Bridging Behavioral Health and Justice, Part II: The Metrics Behind Successful Facility Design
Incorporating natural light, softer fixtures, wellness spaces and common areas that allow both collaboration and privacy into behavioral health facilities can lead to quantifiable positive outcomes. | Photo Credit: Treanor
By Jeff Lane, Treanor
Part I of this article on focused on how behavioral health facility planners balance safety and care considerations, and how embracing therapeutic design principles instead of reinforcing punitive environments can improve outcomes for inmates and staff alike. In Part II, the author will discuss strategies for incorporating data collection and designing for future facility growth and program evolution.
Building Environments that Support Data Collection
A growing priority in behavioral health facility projects is the ability to collect meaningful health and safety data. Stakeholders increasingly want to quantify outcomes — such as reductions in violent incidents, self-harm or anxiety levels — to demonstrate value. At the Pueblo Behavioral Health Center, leaders sought to measure reductions in recidivism, tracking how many individuals returned to the justice system after release.
Unlike traditional hospitals, correctional environments face unique challenges in capturing and analyzing data. Yet with careful design, facilities can support workflows that make data collection possible. By creating spaces that reduce patient stress, support staff operations and enable consistent record-keeping, facilities can generate evidence of success. These metrics, in turn, become persuasive tools for securing funding and expanding services.
The ability to point to tangible improvements — fewer violent incidents, lower recidivism, reductions in self-harm — helps stakeholders make the case to funding agencies. In systems where most facilities are decades old and ill-suited to today’s needs, data-backed evidence can be the catalyst for broader investment. With evidence in hand, leaders are better positioned to plan for what comes next: long-term growth and continuity of care.
Planning for Growth and Continuity of Care
Flexibility is not just a design feature; it is a healthcare imperative. Behavioral health and justice facilities operate in rapidly shifting policy and funding landscapes. To remain viable, they must be capable of growth and adaptation. This means incorporating shell space and infrastructure for future expansions — such as detox or behavioral health wings — that can extend care from crisis stabilization to long-term treatment.
At Pueblo, the facility included shell space that could accommodate future services without disrupting existing operations. Similarly, the Treatment and Recovery Center project in Douglas County, Kansas, project initially focused narrowly on a short-term detox program. Without plans for a continuum of care, the design risked limiting long-term impact. Embedding flexibility ensures facilities can expand to meet evolving needs, reducing recidivism and improving outcomes over time.

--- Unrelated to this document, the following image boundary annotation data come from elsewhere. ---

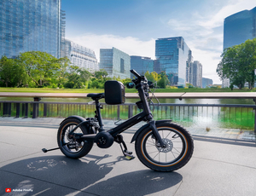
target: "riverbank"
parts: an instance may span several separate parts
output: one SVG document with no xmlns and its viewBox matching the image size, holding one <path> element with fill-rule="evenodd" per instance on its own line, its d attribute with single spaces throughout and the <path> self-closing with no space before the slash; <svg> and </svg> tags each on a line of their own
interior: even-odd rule
<svg viewBox="0 0 256 196">
<path fill-rule="evenodd" d="M 49 89 L 49 88 L 0 88 L 0 92 L 15 93 L 103 93 L 103 89 Z M 136 93 L 135 89 L 125 89 L 126 93 Z M 210 93 L 210 92 L 256 92 L 256 89 L 156 89 L 156 93 Z"/>
</svg>

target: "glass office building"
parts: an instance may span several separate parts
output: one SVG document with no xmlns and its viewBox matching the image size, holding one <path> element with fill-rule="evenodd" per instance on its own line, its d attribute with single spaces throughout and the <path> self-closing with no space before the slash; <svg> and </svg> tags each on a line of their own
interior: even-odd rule
<svg viewBox="0 0 256 196">
<path fill-rule="evenodd" d="M 92 49 L 65 39 L 64 51 L 61 57 L 67 56 L 73 65 L 90 72 L 99 70 L 95 52 Z"/>
<path fill-rule="evenodd" d="M 64 19 L 61 0 L 1 0 L 0 56 L 38 50 L 59 58 Z"/>
<path fill-rule="evenodd" d="M 155 57 L 154 70 L 166 72 L 171 85 L 185 86 L 187 66 L 193 58 L 183 37 L 157 39 Z"/>
<path fill-rule="evenodd" d="M 224 49 L 238 45 L 256 37 L 256 7 L 224 19 Z"/>
<path fill-rule="evenodd" d="M 224 19 L 224 49 L 256 37 L 256 7 L 243 10 Z M 222 87 L 230 87 L 230 79 L 224 78 Z"/>
<path fill-rule="evenodd" d="M 131 57 L 118 49 L 100 49 L 100 69 L 104 69 L 108 77 L 130 78 Z"/>
<path fill-rule="evenodd" d="M 202 78 L 202 88 L 210 87 L 210 85 L 213 84 L 212 79 Z"/>
<path fill-rule="evenodd" d="M 149 57 L 143 56 L 131 56 L 131 69 L 136 70 L 139 74 L 144 75 L 148 71 L 149 72 L 154 72 L 154 60 Z M 133 78 L 134 75 L 131 74 L 131 78 Z"/>
<path fill-rule="evenodd" d="M 198 61 L 190 63 L 189 84 L 202 88 L 202 65 Z"/>
</svg>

The vision set during pre-planning directly shapes the future trajectory of a facility. Short-term thinking limits options; long-term vision enables adaptability. Facilities designed with foresight can pivot as funding becomes available, policies shift and communities demand more comprehensive behavioral health services. Taken together, these lessons underscore a clear set of takeaways for readers and decision-makers alike.
Pre-planning through a healthcare lens is essential — even if formal licensure is not immediately in play — because those early decisions set the stage for future options. Architecture itself can serve as a clinical tool: design choices like natural light, wider corridors or warmer finishes directly influence patient behavior and staff outcomes. Decisions made at the outset about stakeholder alignment and program direction shape long-term success. When environments are designed to capture and analyze meaningful data, leaders are equipped with the evidence they need to demonstrate value and advocate for funding. Above all, flexibility is not an aesthetic preference but a healthcare imperative, allowing facilities to adapt as policies, community expectations and treatment models evolve.
Beyond Containment, Toward Care
As behavioral health increasingly intersects with public safety, pre-planning emerges as the linchpin of successful facility design. By aligning stakeholders, embedding clinical design standards, supporting data collection, and planning for growth, these spaces can transcend their carceral origins. They become centers of care, recovery and reintegration — places where individuals in crisis receive treatment rather than punishment.
The foresight that shapes early design decisions can also reshape the trajectory of communities. Just as Part I of this article began with the challenge of jails absorbing behavioral health needs they were never designed to meet, Part II closes with the recognition that thoughtful pre-planning offers a more hopeful alternative.
In a system often defined by its limitations, design rooted in healthcare values offers something rare: a path forward. When justice and healthcare converge, the built environment has the power not just to contain, but to heal, restore and transform lives.
Jeff Lane, AIA, is a principal with Treanor’s Justice Design studio.